Using hyperspectral analysis as a potential high throughput phenotyping tool in GWAS for protein content of rice quality
Background The advances of hyperspectral technology provide a new analytic means to decrease the gap of phenomics and genomics caused by the fast development of plant genomics with the next generation sequencing technology. Through hyperspectral technology, it is possible to phenotype the biochemical attributes of rice seeds and use the data for GWAS. Results The results of correlation analysis indicated that Normalized Difference Spectral Index (NDSI) had high correlation with protein content (PC) with R NDSI 2  = 0.68. Based on GWAS analysis using all the traits, NDSI was able to identify the same SNP loci as rice protein content that was measured by traditional methods.
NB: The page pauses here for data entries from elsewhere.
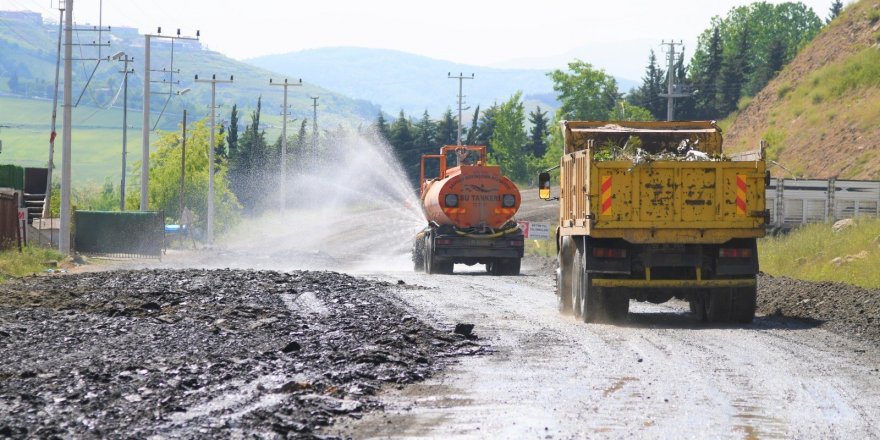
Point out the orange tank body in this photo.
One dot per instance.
(470, 196)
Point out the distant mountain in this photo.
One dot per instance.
(27, 67)
(398, 80)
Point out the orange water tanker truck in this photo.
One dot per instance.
(469, 209)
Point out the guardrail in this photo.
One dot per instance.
(119, 234)
(797, 202)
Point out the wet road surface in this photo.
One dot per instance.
(659, 375)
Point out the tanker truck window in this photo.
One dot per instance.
(432, 168)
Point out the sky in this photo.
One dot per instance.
(614, 35)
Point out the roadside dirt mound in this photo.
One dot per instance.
(204, 354)
(821, 138)
(842, 308)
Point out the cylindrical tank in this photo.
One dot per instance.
(471, 196)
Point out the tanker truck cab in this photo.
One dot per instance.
(469, 210)
(652, 211)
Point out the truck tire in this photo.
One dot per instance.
(430, 263)
(744, 303)
(588, 306)
(564, 273)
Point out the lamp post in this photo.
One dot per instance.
(281, 187)
(122, 56)
(213, 82)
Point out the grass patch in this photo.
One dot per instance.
(783, 91)
(807, 254)
(31, 260)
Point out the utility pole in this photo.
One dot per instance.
(673, 90)
(460, 79)
(182, 162)
(213, 82)
(283, 175)
(125, 71)
(64, 229)
(315, 123)
(145, 135)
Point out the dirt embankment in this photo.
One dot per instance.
(197, 354)
(845, 309)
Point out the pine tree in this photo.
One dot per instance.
(447, 129)
(232, 137)
(734, 72)
(538, 134)
(382, 128)
(648, 94)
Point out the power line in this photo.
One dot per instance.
(460, 79)
(673, 90)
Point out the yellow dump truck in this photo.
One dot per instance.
(653, 210)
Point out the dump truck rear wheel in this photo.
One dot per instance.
(564, 272)
(577, 284)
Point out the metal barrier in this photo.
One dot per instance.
(797, 202)
(119, 234)
(9, 226)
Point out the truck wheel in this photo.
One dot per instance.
(564, 275)
(744, 303)
(429, 256)
(719, 305)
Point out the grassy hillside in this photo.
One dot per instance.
(27, 57)
(817, 253)
(820, 114)
(398, 80)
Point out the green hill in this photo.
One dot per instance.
(27, 69)
(820, 115)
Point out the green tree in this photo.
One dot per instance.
(249, 167)
(628, 112)
(706, 77)
(510, 143)
(165, 180)
(647, 95)
(232, 137)
(538, 133)
(382, 128)
(734, 73)
(447, 129)
(584, 92)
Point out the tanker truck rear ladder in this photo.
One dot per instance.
(460, 228)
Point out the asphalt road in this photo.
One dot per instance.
(660, 375)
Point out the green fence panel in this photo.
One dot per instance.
(119, 233)
(12, 176)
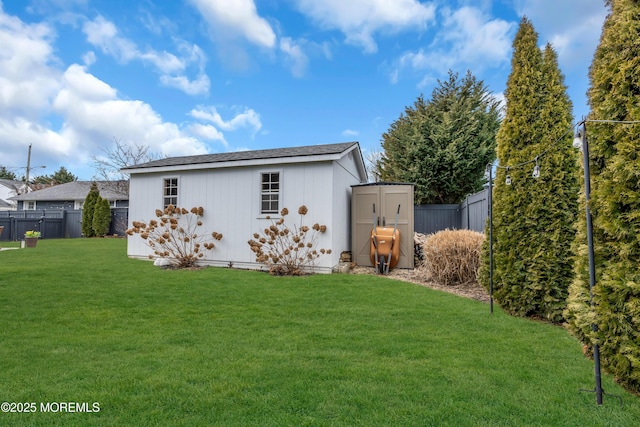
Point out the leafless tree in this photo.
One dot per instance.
(372, 161)
(118, 156)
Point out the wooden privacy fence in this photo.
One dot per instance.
(471, 214)
(55, 223)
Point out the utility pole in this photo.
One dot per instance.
(28, 168)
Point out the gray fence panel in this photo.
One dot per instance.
(55, 224)
(471, 214)
(73, 224)
(429, 219)
(119, 221)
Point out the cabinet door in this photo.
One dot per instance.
(391, 197)
(362, 221)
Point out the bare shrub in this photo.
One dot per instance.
(288, 250)
(452, 257)
(174, 237)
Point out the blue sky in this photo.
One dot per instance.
(191, 77)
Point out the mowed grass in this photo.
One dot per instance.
(221, 347)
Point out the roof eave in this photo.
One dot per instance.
(316, 158)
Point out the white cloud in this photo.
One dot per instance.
(295, 56)
(248, 118)
(197, 86)
(573, 28)
(27, 80)
(104, 35)
(477, 38)
(89, 58)
(94, 114)
(236, 18)
(207, 132)
(359, 20)
(467, 37)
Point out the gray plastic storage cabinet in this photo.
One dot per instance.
(386, 197)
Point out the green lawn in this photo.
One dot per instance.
(82, 323)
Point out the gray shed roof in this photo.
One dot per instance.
(11, 184)
(78, 190)
(309, 150)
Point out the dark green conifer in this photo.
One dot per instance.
(88, 209)
(615, 201)
(101, 217)
(442, 145)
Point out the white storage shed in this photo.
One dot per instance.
(239, 190)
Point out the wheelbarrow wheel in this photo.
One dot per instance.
(381, 268)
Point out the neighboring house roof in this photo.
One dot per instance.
(6, 205)
(241, 158)
(78, 190)
(11, 184)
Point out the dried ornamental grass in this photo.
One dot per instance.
(452, 257)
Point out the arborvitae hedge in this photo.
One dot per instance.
(87, 210)
(615, 201)
(533, 217)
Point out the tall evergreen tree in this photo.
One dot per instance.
(88, 208)
(615, 201)
(533, 217)
(7, 174)
(444, 144)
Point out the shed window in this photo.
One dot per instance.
(170, 192)
(270, 193)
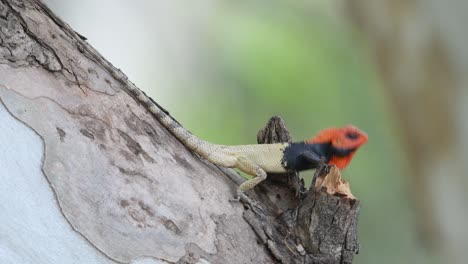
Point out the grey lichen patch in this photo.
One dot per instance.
(86, 133)
(20, 48)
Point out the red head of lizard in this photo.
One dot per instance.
(345, 141)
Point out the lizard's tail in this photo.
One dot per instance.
(197, 145)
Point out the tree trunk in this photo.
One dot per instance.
(89, 176)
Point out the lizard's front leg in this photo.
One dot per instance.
(251, 168)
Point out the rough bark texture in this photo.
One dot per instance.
(301, 226)
(128, 190)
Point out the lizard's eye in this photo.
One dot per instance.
(352, 135)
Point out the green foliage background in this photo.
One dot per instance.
(315, 72)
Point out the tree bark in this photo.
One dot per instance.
(89, 176)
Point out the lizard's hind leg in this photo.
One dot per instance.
(253, 169)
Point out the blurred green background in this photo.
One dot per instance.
(224, 68)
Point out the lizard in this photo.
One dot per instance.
(333, 146)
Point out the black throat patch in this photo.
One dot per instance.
(294, 160)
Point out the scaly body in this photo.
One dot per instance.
(336, 145)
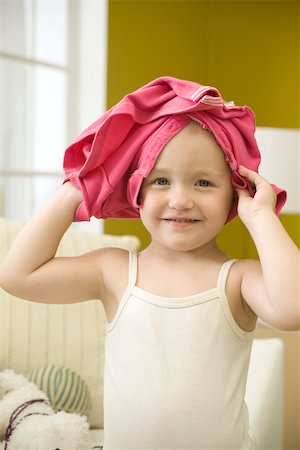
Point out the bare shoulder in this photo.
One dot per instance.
(243, 272)
(114, 263)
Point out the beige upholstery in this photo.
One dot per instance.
(34, 334)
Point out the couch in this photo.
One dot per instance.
(34, 336)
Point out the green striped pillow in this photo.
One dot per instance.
(65, 389)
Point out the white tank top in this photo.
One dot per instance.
(175, 371)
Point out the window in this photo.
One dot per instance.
(52, 85)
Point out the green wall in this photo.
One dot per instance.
(249, 50)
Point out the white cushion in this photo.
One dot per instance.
(34, 334)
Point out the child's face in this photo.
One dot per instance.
(187, 196)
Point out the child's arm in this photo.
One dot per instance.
(30, 270)
(272, 288)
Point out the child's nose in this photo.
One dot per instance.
(180, 200)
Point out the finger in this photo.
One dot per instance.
(251, 175)
(242, 193)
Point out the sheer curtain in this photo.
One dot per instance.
(45, 95)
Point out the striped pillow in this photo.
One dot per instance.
(65, 389)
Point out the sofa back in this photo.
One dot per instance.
(34, 335)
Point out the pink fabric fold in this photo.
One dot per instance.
(109, 160)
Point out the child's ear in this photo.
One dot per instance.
(140, 201)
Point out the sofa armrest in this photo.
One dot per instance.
(264, 393)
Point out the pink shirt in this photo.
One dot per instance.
(109, 160)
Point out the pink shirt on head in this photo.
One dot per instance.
(109, 160)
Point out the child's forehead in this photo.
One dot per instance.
(191, 143)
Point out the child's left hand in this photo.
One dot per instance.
(264, 198)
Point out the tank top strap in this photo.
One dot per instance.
(132, 269)
(223, 275)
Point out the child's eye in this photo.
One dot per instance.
(161, 181)
(203, 183)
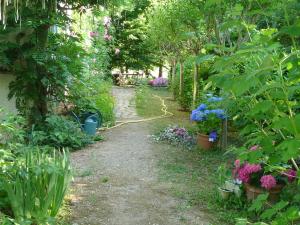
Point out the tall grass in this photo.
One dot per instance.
(36, 183)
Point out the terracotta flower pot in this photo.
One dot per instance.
(203, 142)
(224, 193)
(252, 192)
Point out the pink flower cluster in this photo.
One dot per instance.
(244, 172)
(107, 24)
(268, 182)
(291, 174)
(93, 34)
(254, 147)
(107, 21)
(158, 82)
(117, 51)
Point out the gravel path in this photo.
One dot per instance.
(116, 182)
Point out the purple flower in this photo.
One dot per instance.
(107, 21)
(158, 82)
(202, 107)
(247, 170)
(254, 147)
(268, 182)
(237, 163)
(213, 136)
(107, 37)
(198, 116)
(94, 34)
(117, 51)
(215, 99)
(291, 174)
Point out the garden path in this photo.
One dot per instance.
(116, 181)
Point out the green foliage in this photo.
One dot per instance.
(130, 37)
(35, 184)
(59, 132)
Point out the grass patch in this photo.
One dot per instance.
(148, 105)
(84, 173)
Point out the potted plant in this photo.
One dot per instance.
(227, 185)
(208, 119)
(260, 178)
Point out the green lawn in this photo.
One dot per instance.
(193, 174)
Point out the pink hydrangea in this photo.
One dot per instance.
(107, 21)
(237, 163)
(246, 171)
(107, 37)
(268, 182)
(254, 148)
(117, 51)
(291, 174)
(160, 82)
(93, 34)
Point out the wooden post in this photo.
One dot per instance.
(160, 73)
(181, 82)
(224, 140)
(195, 88)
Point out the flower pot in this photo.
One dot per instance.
(252, 192)
(235, 188)
(224, 193)
(203, 142)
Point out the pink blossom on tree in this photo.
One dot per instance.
(268, 182)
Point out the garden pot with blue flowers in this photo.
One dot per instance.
(209, 119)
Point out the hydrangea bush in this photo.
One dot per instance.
(260, 175)
(208, 117)
(177, 136)
(159, 82)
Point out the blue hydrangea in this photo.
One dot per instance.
(198, 116)
(213, 136)
(202, 107)
(215, 99)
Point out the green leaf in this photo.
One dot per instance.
(259, 202)
(205, 58)
(269, 213)
(289, 149)
(293, 30)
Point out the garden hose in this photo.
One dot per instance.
(164, 110)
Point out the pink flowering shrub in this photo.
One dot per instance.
(254, 174)
(244, 173)
(94, 34)
(268, 182)
(159, 82)
(291, 174)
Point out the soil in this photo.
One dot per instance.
(116, 181)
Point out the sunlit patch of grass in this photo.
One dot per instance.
(63, 217)
(84, 173)
(193, 174)
(104, 179)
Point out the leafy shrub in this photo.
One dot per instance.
(59, 132)
(92, 93)
(177, 136)
(35, 183)
(12, 131)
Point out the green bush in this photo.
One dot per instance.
(34, 184)
(59, 132)
(186, 99)
(93, 93)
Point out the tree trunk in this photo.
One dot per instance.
(41, 102)
(160, 72)
(181, 81)
(195, 88)
(174, 72)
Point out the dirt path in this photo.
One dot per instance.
(116, 182)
In total, hyperspectral trait NDSI identified all the 43 genes that were identified by biochemical trait PC. NDSI identified 1 extra SNP marker on chromosome 1, which annotated extra 22 genes that were not identified by PC. Kegg annotation results showed that traits NDSI annotated 3 pathways that are exactly the same as PC. The cysteine and methionine metabolic pathway identified by both NDSI and PC was reported important for biosynthesis and metabolism of some of amino acids/protein in rice seeds. Conclusion This study combined hyperspectral technology and GWAS analysis to dissect PC of rice seeds, which was high throughput and proven to be able to apply to GWAS as a new phenotyping tool. It provided a new means to phenotype one of the important biochemical traits for the determination of rice quality that could be used for genetic studies.